La tête lui tournait, le manque se faisait à nouveau sentir. Le manque de dope, le manque de bite. Elle n'était plus très loin du terrain vague. De Ludo son dealeur, de Hassan ou Karim ses sbires. Une tournante multiraciale pour oublier, pour s'oublier. Son corps de putain pour quelques centilitres de coke.

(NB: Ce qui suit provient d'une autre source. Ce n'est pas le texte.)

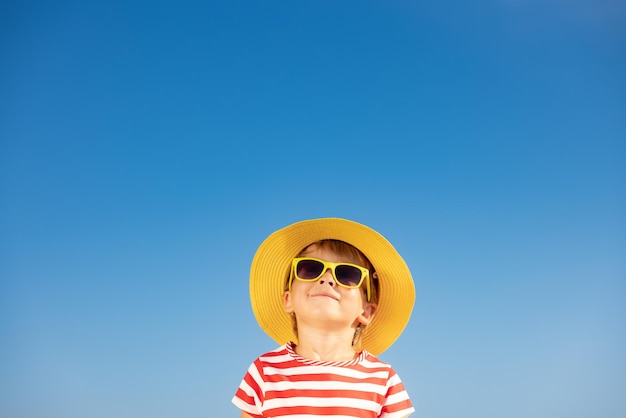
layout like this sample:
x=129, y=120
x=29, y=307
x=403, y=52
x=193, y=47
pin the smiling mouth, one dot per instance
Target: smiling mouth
x=323, y=295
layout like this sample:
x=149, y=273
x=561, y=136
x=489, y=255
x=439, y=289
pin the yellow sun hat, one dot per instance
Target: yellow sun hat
x=272, y=263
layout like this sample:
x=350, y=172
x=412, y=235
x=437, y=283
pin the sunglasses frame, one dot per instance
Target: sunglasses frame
x=365, y=274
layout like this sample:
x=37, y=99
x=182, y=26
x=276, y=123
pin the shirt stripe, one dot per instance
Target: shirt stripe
x=283, y=384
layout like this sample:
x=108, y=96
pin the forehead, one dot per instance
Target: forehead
x=332, y=251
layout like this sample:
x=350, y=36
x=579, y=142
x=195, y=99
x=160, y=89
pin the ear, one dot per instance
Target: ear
x=368, y=313
x=287, y=305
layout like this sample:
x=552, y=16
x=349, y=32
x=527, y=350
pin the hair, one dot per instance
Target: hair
x=355, y=256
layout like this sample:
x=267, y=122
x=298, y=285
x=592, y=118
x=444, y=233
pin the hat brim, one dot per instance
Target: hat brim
x=272, y=261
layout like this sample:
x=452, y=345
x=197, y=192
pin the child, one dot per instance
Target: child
x=334, y=293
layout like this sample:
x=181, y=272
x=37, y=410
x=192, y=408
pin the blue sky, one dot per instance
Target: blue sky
x=147, y=148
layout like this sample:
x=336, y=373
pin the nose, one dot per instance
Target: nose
x=327, y=277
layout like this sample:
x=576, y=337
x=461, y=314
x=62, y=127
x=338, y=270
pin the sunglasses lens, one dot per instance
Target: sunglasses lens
x=309, y=269
x=348, y=275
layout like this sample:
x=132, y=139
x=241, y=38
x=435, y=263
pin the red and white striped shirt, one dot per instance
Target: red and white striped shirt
x=283, y=384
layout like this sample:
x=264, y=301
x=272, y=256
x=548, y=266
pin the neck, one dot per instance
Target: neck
x=325, y=346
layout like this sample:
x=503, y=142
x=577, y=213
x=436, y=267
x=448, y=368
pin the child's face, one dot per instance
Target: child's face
x=323, y=303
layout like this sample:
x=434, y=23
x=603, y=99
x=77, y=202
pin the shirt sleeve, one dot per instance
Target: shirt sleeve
x=249, y=395
x=397, y=403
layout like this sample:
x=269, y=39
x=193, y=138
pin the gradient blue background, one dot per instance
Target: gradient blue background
x=147, y=148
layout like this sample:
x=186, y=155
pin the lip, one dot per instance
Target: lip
x=324, y=295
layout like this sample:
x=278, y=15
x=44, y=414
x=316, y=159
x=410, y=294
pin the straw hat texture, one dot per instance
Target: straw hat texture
x=272, y=262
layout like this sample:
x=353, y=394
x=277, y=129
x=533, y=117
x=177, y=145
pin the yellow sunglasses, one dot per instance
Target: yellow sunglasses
x=346, y=275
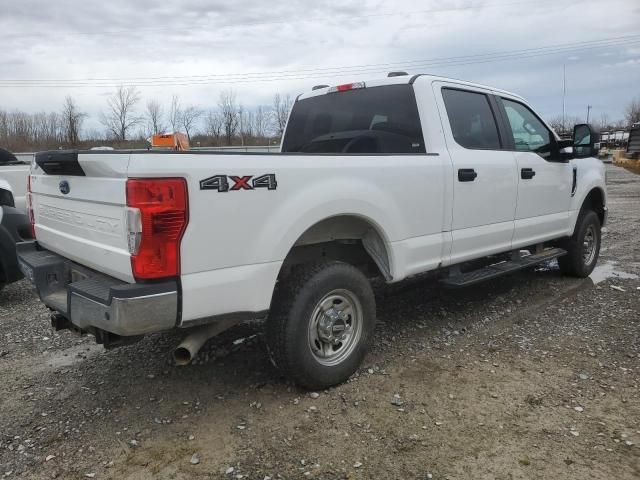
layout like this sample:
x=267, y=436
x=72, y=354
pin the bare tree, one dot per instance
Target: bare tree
x=604, y=123
x=120, y=117
x=175, y=113
x=229, y=112
x=72, y=120
x=632, y=112
x=154, y=114
x=188, y=118
x=245, y=124
x=281, y=107
x=213, y=125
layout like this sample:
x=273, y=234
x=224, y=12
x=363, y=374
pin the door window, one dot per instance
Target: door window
x=529, y=133
x=471, y=118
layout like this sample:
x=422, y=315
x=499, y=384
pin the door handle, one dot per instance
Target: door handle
x=466, y=174
x=527, y=173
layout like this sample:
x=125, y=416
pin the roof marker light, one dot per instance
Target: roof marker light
x=347, y=86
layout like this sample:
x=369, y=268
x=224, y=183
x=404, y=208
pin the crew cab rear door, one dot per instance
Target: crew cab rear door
x=485, y=175
x=544, y=180
x=79, y=207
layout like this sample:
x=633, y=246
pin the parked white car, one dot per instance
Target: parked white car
x=386, y=178
x=14, y=169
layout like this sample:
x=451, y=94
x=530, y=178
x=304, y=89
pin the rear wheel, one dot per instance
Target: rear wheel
x=321, y=323
x=583, y=248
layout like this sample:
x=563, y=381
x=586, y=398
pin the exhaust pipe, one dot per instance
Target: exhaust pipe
x=193, y=342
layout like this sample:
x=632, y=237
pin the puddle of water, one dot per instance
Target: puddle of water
x=69, y=356
x=607, y=270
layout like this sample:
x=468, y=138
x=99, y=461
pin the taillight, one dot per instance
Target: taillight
x=157, y=218
x=346, y=87
x=32, y=220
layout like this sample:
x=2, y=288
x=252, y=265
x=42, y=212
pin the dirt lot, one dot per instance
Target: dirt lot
x=529, y=376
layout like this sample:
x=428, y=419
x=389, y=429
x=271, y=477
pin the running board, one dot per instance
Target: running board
x=516, y=263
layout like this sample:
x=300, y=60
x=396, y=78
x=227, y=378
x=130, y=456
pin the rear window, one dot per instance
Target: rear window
x=471, y=118
x=368, y=120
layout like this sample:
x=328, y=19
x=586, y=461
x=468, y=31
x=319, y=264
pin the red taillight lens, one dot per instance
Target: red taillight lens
x=162, y=203
x=32, y=219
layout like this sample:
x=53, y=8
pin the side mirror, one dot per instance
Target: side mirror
x=586, y=141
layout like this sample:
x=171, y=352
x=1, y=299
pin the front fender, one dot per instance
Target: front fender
x=327, y=199
x=590, y=175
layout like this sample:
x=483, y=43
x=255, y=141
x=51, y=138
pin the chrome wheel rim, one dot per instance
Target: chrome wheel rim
x=589, y=244
x=335, y=327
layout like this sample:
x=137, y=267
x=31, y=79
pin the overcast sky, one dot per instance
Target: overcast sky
x=196, y=48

Elle tournait, les trois chibres la tringlant sans répit ni égard. Ils la limaient de partout, se fichaient pas mal de sa douleur, de ses cris étouffés, de ses larmes. Ils finiraient sur elle, une pluie de foutre pré-programmée pour inonder sa gueule de pétasse éperdue. Elle prenait cher, la garce, mais après tout, c'est ce qu'elle était venue chercher, non ? Sa chatte, sa bouche, son cul et ses seins, l'intégralité de ce body refait pour plaire au plus grand monde, tout y passait. Elle était bonne, elle le savait, et elle payait un sacré pactole, probablement bien davantage qu'elle n'aurait dû. Et ça durait, elle l'endurait, plus longtemps qu'elle ne l'aurait cru. Puis ils vidèrent enfin leurs couilles, se déchargèrent sans aucune pudeur sur elle. Et ils l'abandonnèrent là, sans fringues et couverte de sperme au beau milieu de ce no man's land. Elle n'avait plus qu'un sac en toile de jute à côté d'elle, contenant une seringue et plusieurs doses. Son passeport pour son dernier trip. Mais avant de s'engouffrer dans le néant, l'image de Miguel s'imposa de nouveau brièvement à son esprit ; elle hurla à la mort son désespoir et sa rage. La fin de sa trop courte vie...

***

« Je te haime, pauvre moi /
D'être love à ce point-là /
C'est pas ta vie, c'est la mienne /
Que je détruis pour la tienne... » (1)

(1) : paroles extraites de la chanson Je te haime, interprétée par Jessica Marquez.